Dr. Georg Gottlob is a Professor of Informatics at Oxford University. From 2006 to 2011 he held the Chair of Computing Science at Oxford University. He then moved to the Chair of Informatics at Oxford, which has been holding since January 2012.
His current research interests are in the areas of web data extraction, constraint satisfaction, computational logic, data bases, data base theory, query languages, and complexity theory.
He is on the Editorial Board of the following Journals: Journal of Computer and System Sciences, Artificial Intelligence, Web Intelligence and Agent Systems (WIAS), Journal of Applied Logic, and Journal of Discrete Algorithms.
Extracting Big Data from the Deep Web: Technology, Research, and Business
Do you need to rent a new apartment fulfilling certain requirements? Or would you just like to find a restaurant in your area that serves pasta al pesto as today’s special? In either case, you would most likely start a web search, but keyword search as provided by current search engines is not really appropriate. The relevant data (at least for apartments) will reside in the Deep Web and requires forms to be automatically filled. Moreover, a keyword Web search does not allow you to pose complex queries. Solving this problem, at least for certain verticals such as real estate, used cars, restaurants, requires the extraction of massive data from heterogeneously structured websites of the Deep Web, and the storage of the data into a database having a uniform schema.
In this talk I will report about my 15 years long venture into Web data extraction. In particular, I will discuss the Lixto project we carried out at TU Wien, and the DIADEM ERC project we recently accomplished at Oxford. I will survey the tools and systems we constructed applications we carried out, and also some research results about the logical and theoretical foundations of Web data extraction we achieved. In addition, I will report about two start-ups we spun out
Gabriella Pasi is Full Professor at University of Milano-Bicocca, Department of Informatics, Systems and Communication (DISCo). Since March 1, 2015.
Since 2005 she leads the Information Retrieval Laboratory (IR LAB) at the Department of Informatics, Systems and Communication.

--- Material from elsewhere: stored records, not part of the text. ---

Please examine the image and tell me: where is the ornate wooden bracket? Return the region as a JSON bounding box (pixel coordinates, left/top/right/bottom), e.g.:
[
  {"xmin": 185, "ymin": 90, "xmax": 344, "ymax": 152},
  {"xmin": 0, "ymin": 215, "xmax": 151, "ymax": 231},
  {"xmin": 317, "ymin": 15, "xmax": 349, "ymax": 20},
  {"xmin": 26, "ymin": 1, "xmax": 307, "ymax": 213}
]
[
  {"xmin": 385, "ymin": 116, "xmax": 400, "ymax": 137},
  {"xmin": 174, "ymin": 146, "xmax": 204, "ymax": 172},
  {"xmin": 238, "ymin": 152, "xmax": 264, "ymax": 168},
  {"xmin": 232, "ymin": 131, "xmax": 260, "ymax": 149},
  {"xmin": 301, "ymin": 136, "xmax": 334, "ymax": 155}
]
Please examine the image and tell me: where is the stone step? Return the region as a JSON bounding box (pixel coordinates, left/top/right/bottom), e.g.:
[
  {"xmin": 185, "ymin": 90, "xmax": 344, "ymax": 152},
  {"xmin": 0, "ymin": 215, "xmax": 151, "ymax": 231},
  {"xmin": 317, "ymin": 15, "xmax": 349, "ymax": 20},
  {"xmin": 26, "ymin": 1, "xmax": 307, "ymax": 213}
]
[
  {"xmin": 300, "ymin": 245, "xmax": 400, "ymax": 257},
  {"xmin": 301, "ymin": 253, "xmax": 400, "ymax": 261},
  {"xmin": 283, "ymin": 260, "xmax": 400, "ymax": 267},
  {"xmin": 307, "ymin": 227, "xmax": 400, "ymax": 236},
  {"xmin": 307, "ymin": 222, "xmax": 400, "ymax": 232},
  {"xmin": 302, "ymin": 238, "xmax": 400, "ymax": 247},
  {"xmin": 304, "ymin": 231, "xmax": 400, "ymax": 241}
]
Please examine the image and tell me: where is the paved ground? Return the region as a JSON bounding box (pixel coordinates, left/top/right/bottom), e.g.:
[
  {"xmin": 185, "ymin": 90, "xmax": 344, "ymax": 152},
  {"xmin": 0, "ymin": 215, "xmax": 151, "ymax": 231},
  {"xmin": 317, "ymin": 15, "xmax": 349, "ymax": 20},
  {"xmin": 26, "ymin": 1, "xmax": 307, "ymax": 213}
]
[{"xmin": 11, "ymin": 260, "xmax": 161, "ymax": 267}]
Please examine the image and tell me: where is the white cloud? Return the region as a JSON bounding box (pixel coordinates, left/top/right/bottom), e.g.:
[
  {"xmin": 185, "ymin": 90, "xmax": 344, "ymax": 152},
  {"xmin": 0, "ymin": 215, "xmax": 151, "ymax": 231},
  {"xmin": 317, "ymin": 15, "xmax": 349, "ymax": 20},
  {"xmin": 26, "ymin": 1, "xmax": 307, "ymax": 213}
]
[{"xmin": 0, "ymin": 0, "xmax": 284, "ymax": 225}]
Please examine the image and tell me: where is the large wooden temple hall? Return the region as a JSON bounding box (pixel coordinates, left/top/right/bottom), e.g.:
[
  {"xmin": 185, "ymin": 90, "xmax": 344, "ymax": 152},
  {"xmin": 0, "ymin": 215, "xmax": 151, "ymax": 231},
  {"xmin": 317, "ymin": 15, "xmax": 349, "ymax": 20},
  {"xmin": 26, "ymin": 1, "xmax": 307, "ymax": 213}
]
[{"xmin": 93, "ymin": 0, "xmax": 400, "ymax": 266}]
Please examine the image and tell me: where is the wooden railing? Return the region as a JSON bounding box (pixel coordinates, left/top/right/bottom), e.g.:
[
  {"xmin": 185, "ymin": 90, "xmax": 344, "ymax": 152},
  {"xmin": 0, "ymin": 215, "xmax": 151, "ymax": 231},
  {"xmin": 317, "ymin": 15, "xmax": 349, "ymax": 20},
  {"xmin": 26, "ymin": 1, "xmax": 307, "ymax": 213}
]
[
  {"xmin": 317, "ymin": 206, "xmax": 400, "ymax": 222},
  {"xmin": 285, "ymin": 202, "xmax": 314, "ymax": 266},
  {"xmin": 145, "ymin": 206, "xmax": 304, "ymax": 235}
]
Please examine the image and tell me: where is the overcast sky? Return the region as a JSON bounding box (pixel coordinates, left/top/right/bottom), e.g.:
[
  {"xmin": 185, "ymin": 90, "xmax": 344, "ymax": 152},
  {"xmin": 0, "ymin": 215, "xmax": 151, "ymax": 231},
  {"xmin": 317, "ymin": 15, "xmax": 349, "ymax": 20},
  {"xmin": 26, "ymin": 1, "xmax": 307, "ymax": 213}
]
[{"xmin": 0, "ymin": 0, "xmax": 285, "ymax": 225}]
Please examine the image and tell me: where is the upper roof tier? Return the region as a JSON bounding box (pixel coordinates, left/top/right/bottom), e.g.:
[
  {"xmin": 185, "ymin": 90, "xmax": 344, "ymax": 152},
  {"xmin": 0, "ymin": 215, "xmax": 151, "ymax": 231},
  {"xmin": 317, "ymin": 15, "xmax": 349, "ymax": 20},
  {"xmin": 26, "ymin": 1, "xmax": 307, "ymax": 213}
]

Her main research activities are related to Information Retrieval and Information Filtering. In recent years she has addressed the issues of contextual search and user modelling. She is also conducting research activities related to the analysis of user generated content on social media. She has published more than 200 papers on International Journals and Books, and on the Proceedings of International Conferences. She is involved in several activities for the evaluation of research; in particular, she was appointed as an expert of the Computer Science panel for the Starting Grants (till 2011), and Consolidator Grants (2012) of the Programme Ideas at the European Research Council. Since 2013 she is the President of the European Society for Fuzzy Logic and Technologies (EUSFLAT). She is a member of the Editorial Board of several international journals, and she has delivered several keynote talks/plenary lectures at international conferences related to her research interests. She has participated to the organization of several International events, in both roles of organization and program chair.
She is associate editor of two following Journals
- International Journal of Computational Intelligence Systems (IJCIS), Atlantis Press (since 2007).
- Journal of Intelligent and Fuzzy Systems (JIFS), IOS Press (since 2013)
For more information please visit Gabriella Pasi page.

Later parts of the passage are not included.